A gun was found near Oregon's body, but no drugs were found in the apartment or in Oregon's system.
In his opinion that the plaintiffs' wrongful death claims against Barrera and Herrada should stand, Judge Lake basically said that issues of fact had not yet been resolved. Lake released Perkins from wrongful death allegations because he believed, based on Perkins's limited view of the events, that Perkins had shot at Oregon in defense. Lake wrote, "Police officers who reasonably but mistakenly conclude that deadly force is needed to protect themselves and their fellow officers are entitled to qualified immunity for using that force."
Three other people were also in the apartment the night of Pedro's death, and his family and friends claim in the suit that these people were falsely arrested. Judge Lake upheld false-arrest claims against five of the officers, and defense attorney Thomas will appeal those allegations. "They had to protect the crime scene," said Thomas. "We don't think that's unlawful arrest."
But Thomas is not appealing the judge's decision to uphold the plaintiffs' claims that all six officers made a warrantless entry and search of Rogelio's apartment. The officers indeed lacked any sort of warrant and did not get consent from anyone in the apartment to enter.

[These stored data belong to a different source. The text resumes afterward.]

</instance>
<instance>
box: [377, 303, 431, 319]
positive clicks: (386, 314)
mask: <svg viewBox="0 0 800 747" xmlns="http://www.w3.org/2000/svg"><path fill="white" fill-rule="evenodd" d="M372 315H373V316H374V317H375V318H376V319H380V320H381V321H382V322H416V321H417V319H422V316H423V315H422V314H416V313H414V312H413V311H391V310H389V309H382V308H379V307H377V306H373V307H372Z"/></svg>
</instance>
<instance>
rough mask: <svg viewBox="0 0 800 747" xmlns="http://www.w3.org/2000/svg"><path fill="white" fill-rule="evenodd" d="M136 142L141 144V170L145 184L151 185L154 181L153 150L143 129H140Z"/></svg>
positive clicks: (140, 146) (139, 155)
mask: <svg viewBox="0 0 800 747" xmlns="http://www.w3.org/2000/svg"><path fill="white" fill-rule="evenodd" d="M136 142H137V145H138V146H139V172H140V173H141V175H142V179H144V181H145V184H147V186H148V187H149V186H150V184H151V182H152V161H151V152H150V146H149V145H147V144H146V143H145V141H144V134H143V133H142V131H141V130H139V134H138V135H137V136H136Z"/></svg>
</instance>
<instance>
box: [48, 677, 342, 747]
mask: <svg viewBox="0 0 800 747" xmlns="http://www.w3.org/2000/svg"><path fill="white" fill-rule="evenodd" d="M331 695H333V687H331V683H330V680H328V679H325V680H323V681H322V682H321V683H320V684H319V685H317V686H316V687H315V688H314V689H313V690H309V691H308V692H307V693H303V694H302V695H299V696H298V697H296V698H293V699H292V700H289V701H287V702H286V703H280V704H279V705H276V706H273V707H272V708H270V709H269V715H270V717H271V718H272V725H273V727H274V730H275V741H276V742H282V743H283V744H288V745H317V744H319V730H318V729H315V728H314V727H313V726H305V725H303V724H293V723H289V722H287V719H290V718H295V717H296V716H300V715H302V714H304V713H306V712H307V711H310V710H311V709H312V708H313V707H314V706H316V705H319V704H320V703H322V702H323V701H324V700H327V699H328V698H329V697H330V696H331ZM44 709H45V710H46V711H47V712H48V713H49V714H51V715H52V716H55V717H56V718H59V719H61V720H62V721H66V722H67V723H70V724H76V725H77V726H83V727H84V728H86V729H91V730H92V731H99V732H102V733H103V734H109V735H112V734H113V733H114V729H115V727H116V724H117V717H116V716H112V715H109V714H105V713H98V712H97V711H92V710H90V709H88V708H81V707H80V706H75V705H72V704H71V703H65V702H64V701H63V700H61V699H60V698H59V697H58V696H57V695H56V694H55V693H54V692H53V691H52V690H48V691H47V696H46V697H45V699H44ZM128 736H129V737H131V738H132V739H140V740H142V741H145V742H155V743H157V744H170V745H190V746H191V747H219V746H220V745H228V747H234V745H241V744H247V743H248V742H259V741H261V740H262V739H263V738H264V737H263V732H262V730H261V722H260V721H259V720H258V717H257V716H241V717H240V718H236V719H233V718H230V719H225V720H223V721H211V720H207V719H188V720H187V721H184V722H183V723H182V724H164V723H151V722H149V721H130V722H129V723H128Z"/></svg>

Jurors in the criminal trial against Willis told prosecutors they voted to acquit because they believed the officer had to enter the apartment to help protect the other cops who went in. He testified they feared that the suspect was going for a gun or was going to destroy drugs.
While significant differences exist between criminal and civil law, that general defense was tried in the civil case as well. Under some circumstances cops can enter without warrant or consent, such as in urgent situations, but Judge Lake said that this particular raid wasn't one of them, because Baxter had been told to fall down and block the doorway so they could get in.
"In July of 1998 it was clearly established that police officers could not rely on exigent [urgent] circumstances to justify a warrantless entry into a home when the alleged exigency was manufactured by the officers' voluntary decision to confront the residents instead of keeping watch while seeking a warrant," his ruling stated.
"I think it's pretty clear that this lays to rest any notion that the officers' excuses for entering the apartment [are] going to pass muster," says plaintiffs' attorney Mithoff.
Thomas expects his appeal, which he said could reach the U.S. Supreme Court, to stall the civil trial a year. It was originally to begin next summer.
A federal investigation is also continuing in the case. The action by Harris County was wrapped in secrecy for months as a state district court grand jury considered the allegations.
Federal Judge Lake's ruling, however, challenged the need for continued secrecy of the documents filed in the civil case. "The court questions why these materials should remain under seal," he wrote. He advised attorneys of a Friday hearing on releasing the documents to the public.